Purpose: The Herceptin Adjuvant study is an international multicenter randomized trial that compared 1 or 2 years of trastuzumab given every 3 weeks with observation in women with human epidermal growth factor 2-positive (HER2+) breast cancer after chemotherapy. Identification of biomarkers predictive of a benefit from trastuzumab will minimize overtreatment and lower health care costs.
Methods: To identify possible single-gene biomarkers, an exploratory analysis of 3,669 gene probes not expected to be expressed in normal breast tissue was conducted. Disease-free survival (DFS) was used as the end point in a Cox regression model, with the interaction term between C8A mRNA and treatment as a categorical variable split on the cohort mean.
Results: A significant interaction between C8A mRNA and treatment was detected (P < .001), indicating a predictive response to trastuzumab treatment. For the C8A-low subgroup (mRNA expression lower than the cohort mean), no significant treatment benefit was observed (P = .73). In the C8A-high subgroup, patients receiving trastuzumab experienced a lower hazard of a DFS event by approximately 75% compared with those in the observation arm (hazard ratio [HR], 0.25; P < .001). A significant prognostic effect of C8A mRNA also was seen (P < .001) in the observation arm, where the C8A-high group hazard of a DFS event was three times the respective hazard of the C8A-low group (HR, 3.27; P < .001). C8A mRNA is highly prognostic in the Hungarian Academy of Science HER2+ gastric cancer cohort (HR, 1.72; P < .001).
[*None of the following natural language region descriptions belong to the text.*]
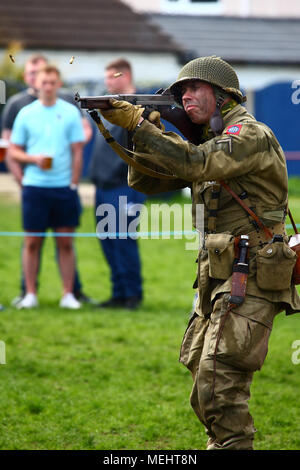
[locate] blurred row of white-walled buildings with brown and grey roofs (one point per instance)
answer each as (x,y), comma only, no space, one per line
(260,38)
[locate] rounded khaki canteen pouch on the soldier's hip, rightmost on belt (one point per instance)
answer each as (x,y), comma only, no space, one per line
(275,264)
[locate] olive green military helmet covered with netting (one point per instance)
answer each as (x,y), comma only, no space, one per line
(212,70)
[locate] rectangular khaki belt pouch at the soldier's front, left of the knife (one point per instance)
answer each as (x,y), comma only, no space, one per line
(220,247)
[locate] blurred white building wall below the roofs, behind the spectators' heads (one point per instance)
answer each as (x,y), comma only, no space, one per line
(151,69)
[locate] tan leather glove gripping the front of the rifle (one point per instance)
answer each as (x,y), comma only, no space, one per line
(123,114)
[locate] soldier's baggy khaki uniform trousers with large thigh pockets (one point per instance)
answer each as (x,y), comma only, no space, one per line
(222,378)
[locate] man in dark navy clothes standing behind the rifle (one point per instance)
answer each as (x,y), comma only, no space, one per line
(109,174)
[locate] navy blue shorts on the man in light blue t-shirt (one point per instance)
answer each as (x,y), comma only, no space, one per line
(49,208)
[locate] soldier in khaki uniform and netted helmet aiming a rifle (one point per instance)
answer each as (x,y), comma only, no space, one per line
(227,337)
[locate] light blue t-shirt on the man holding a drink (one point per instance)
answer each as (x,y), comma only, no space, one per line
(48,130)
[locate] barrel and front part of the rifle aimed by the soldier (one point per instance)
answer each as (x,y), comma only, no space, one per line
(102,102)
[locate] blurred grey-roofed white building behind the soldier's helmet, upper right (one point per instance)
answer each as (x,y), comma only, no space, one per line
(260,38)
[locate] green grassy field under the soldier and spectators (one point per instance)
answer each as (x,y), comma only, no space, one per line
(111,379)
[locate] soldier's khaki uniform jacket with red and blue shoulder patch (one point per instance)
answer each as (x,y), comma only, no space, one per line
(248,157)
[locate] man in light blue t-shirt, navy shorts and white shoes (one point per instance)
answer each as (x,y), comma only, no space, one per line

Conclusion: C8A as a single-gene biomarker prognostic of DFS and predictive of a benefit from trastuzumab has the potential to improve the standard of care in HER2+ breast cancer if validated by additional studies. Understanding the advantage of overexpression of C8A related to the innate immune response can give insight into the mechanisms that drive cancer.
© 2018 by American Society of Clinical Oncology.